Carter bicara dengan dua sepupunya, seorang laki-laki berambut pirang dengan wajah bulat serta perempuan dengan rambut merah. Wajah mereka sangat mirip dan Khaelia menduga mereka adalah saudara kembar dan ternyata dugaannya benar.

"Khaelia, kemari. Kenalkan ini sepupuku Emima Solitare dan Ernest, kamu sering berkirim email dengan mereka."

Khaelia terbelalak lalu membungkuk untuk memberi salam. "Apa kabar Tuan Ernest, Miss Emima, kenalkan saya Khaelia."

Emima tergelak, merangkul pundak Khaelia dengan akrab. "Hei, kenapa formal sekali kamu ini. Kita sering berkirim email padahal."

"Jangan memanggil tuan dan miss pada kami, Khaelia. Memang kami ini sepupunya Carter, tapi dalam pekerjaan yang kita lakukan sama. Aku dan Emima dalah sekretaris dari papa kami."

Ernest menunjuk seorang laki-laki berjanggut cukup tebal. Berwajah mirip dengan Kaspia hanya saja kulitnya lebih putih. Rupanya laki-laki itu adalah adik Kaspia atau paman dari Carter. Khaelia berusaha mengingat nama dalam daftar.

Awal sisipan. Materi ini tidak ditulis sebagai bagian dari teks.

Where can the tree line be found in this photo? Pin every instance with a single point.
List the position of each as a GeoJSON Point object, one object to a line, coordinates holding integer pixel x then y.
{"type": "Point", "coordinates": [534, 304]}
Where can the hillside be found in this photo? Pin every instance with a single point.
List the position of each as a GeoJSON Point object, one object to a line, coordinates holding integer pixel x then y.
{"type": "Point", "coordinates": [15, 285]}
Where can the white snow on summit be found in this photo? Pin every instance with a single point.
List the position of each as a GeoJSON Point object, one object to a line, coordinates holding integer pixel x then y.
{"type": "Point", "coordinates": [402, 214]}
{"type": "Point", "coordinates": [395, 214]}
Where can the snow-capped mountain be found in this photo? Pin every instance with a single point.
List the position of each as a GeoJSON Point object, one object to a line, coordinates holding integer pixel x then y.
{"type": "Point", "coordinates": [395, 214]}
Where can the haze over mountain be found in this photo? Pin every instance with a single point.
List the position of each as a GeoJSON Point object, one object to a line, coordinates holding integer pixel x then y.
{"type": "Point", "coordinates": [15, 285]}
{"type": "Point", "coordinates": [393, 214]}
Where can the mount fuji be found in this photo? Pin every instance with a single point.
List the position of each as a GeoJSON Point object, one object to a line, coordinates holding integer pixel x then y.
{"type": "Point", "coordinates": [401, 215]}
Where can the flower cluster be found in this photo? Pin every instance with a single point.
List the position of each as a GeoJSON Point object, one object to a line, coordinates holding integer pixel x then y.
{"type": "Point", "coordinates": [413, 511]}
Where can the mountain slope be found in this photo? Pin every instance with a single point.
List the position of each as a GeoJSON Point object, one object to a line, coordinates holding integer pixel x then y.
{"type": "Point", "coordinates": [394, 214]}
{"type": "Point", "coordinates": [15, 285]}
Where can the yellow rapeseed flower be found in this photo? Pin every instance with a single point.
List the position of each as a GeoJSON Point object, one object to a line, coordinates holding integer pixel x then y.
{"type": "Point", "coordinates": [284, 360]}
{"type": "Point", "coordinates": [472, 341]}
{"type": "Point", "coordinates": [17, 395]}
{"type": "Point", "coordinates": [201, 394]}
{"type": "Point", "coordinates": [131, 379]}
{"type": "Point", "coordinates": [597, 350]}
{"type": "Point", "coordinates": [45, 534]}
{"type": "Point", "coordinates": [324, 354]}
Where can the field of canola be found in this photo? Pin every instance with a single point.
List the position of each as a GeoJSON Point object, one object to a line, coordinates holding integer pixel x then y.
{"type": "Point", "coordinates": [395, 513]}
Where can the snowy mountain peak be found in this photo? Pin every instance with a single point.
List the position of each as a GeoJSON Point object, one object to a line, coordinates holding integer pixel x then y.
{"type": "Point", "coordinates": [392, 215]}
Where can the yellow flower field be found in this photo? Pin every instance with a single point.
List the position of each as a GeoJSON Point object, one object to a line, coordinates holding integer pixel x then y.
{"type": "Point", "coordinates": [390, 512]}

"Tuan Kallen, benar bukan?" tebak Khaelia.

Emima menjentikkan jarinya. "Benar sekali. Kamu pintar karena sudah menganalisa kami. Sayang sekali jam kerja kita berbeda, kalau tidak aku pasti senang bisa berteman denganmu."

"Bro, harusnya kamu mulai belajar tidur saat malam, jadi siang bisa kerja seperti kami," tegur Ernest pada Carter.

"Hei, apa sekarang kalian juga menyalahkan aku? Astagaa, sepupu macam apa kalian ini, hah? Baru juga mendukungku sekarang mencelaku."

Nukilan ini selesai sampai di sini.